I don't have specific insights into the demand for native/desktop glTF loader libraries. There has been some discussion on a high level, ~"which libraries do exist" or ~"how (and under which conditions) can certain forms of development of these libraries be supported", but no specific actions derived from that yet.

In terms of the expectations, I could try to summarize one takeaway message: glTF 2.0 is pretty much fixed and final. There will almost certainly not be a glTF 3.0 in the foreseeable future, and even a 2.1 seems to be unlikely. Basically all development of new features happens via extensions. This is why "handling extensions" is important on all levels (specifications, libraries, applications). Specifically: It is very likely that people will expect (all) ratified extensions to be supported. (That's where new development and maintenance effort for loader libraries will come from)


But I think what it boils down to is having even more glTF related libraries (such as your CesiumGltfKtx example)
[...]
[...] pretty much everyone will choose (2) when given the option. And in that case, why do the extra work of maintaining all these fine-grained libraries anyway?

This is one of the "usual trade-offs" points. And it's hard to strike the right balance here.

Two extremes:

  • KHR_texture_basisu: This is the "KTX extension". It refers to the specification of KTX itself. Supporting it in a library requires a dependency to KTX-Software (and from what I heard, that can be a pain in the back...), and a potentially considerable implementation effort. (Maybe Draco is in a similar ballpark)
  • KHR_materials_emissive_strength: This extension - with a whopping 21 contributors 🙂 - defines ... *drumroll*: A number. Yes. That's it. A single number.

Having a CesiumGltfTextureBasisu project that defines a KTX-reader plugin for the Cesium glTF loader would make a ton of sense, in terms of cleanly modeling dependencies, defining interfaces, managing build times, maintenance, etc.

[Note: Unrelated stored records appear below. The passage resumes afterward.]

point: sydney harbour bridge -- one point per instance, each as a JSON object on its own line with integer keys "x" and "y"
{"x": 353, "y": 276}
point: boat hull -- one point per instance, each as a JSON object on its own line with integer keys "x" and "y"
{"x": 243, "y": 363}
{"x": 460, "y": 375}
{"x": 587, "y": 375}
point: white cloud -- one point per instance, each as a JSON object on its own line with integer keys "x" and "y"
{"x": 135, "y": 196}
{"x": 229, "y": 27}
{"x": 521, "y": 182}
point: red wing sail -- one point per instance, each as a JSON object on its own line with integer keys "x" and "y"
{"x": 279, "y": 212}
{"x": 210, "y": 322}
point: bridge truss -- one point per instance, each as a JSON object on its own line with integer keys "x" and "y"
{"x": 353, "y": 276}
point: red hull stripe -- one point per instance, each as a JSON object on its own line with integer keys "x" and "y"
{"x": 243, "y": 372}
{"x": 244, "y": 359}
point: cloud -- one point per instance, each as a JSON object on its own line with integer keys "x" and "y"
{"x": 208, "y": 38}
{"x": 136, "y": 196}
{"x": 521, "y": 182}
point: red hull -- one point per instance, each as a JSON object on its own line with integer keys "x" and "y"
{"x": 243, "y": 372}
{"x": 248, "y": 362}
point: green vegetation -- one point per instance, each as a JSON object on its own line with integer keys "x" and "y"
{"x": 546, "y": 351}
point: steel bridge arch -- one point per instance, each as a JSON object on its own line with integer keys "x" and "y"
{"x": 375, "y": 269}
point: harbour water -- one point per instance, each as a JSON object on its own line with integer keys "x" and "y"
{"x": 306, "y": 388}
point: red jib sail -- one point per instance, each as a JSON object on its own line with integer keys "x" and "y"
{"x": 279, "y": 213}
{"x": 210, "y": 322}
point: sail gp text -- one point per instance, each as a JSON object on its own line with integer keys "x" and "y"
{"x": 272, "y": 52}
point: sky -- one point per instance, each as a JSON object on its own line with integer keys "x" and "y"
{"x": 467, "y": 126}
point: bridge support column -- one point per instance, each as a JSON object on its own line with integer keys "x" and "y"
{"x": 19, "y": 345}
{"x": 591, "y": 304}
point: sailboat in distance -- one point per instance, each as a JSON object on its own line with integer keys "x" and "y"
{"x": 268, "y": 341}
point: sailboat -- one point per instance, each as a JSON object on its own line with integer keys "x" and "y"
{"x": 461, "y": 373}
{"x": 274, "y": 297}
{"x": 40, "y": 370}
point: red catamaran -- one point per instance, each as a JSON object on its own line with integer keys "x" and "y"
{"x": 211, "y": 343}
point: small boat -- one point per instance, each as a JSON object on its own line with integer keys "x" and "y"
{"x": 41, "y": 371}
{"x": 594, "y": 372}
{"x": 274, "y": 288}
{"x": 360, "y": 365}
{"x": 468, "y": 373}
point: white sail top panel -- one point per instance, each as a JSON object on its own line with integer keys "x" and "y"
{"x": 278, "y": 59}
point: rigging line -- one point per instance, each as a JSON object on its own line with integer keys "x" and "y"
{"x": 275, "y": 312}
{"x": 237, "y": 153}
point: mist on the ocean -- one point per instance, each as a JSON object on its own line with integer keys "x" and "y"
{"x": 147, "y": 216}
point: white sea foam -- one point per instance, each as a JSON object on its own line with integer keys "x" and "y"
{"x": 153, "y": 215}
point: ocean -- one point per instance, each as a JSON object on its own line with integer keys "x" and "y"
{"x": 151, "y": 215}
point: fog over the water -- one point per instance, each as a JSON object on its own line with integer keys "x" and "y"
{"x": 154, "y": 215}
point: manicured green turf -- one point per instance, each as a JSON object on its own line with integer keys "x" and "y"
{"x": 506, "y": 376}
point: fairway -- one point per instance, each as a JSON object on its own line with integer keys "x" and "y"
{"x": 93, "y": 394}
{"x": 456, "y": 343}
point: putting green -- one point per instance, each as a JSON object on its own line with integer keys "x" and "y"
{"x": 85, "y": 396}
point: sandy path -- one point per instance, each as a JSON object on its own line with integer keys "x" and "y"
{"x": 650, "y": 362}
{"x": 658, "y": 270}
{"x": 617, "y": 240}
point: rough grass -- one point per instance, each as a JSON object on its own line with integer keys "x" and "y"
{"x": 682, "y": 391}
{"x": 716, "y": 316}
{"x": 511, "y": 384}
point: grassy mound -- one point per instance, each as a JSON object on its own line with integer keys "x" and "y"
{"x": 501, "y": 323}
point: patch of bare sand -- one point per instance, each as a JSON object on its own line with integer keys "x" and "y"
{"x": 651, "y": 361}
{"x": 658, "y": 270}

Having a CesiumGltfMaterialsEmissiveStrength sub-project with directory and headers and CMake files that defines a "plugin" so that the Cesium glTF loader can read a single number would look bloated.

I think that rigurously saying "one project per extension, period!" would be nice and clean from a conceptual perspective (and avoid the burden to have to decide on a case-by-case basis). Given the potential overhead, one could argue for a middle ground, and, say, put all the ("simple") PBR extensions into a CesiumGltfRatifiedPbrExtensions project or so. But this should be thought trough in terms of evolvability and scalability.

In all cases, the question is still whether users will have to manually add/register these "extension projects", or whether there should be the complete (but bulky) off-the-shelf solution that contains everything by default.


This would be much easier if the specs themselves referred to common JSON Schema.

The JSON files are basically copy-and-pasted, to "make both specs 'standalone'".


We just need to be thoughtful about why we're doing it, rather than just doing it because these things are independent and so we can.

I couldn't say anything here that you're not aware of, and I certainly don't have experience with maintaining complex and evolving C++-projects over an extended period of time. But it's usually far easier to combine two things, than to nicely split a large library (that 'accidentally' covered 'unrelated' domains). And to start with the more 'fine-grained' approach tends to have positive effects in terms of the clarity of the API and the dependency handling.